Dopamin Der Urlaub ist nicht mehr weit und ein Glücksge­fühl macht sich breit? Da ist Dopamin im Spiel. Das Be­lohnungshormon ist bei vielen psychi­schen Vorgängen wie Motivation, Emotion, Ler­nen und Gedächt­nis beteiligt.

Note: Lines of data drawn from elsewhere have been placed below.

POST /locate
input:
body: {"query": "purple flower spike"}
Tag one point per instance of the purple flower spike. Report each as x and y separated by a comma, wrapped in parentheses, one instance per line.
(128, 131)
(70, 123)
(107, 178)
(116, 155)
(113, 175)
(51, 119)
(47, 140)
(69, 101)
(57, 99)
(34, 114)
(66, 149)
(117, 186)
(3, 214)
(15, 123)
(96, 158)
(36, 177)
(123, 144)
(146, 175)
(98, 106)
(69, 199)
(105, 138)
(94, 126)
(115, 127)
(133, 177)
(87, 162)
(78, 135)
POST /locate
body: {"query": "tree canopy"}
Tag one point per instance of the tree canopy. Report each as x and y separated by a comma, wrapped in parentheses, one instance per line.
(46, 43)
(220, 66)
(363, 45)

Thyroxin und Trijodthyronin Schild­drüsen­hormone wie Thyroxin sind unter anderem an Knochen­wachs­tum, Muskelfunktion, Herz­schlag und Blutdruck beteiligt. Damit Thyro­xin hergestellt werden kann, ist das Spurenele­ment Jod wichtig. Die Versorgung ist in der Regel sichergestellt, wenn auf eine Ernährung mit jod­reichen Le­bensmitteln wie Fisch und jodiertem Speisesalz geachtet wird.

Serotonin Das sogenannte Glückshormon wird im Darm und im Gehirn gebildet und beeinflußt Appetit, Emotio­nen, Antrieb und das Schmerz­empfinden. Es steckt auch in Lebensmitteln wie Bananen oder Schokola­de, wird aber durch die Magensäu­re sofort zersetzt. Für Glücksgefühle, die manche Speisen auslösen, kann es also nicht verantwort­lich sein.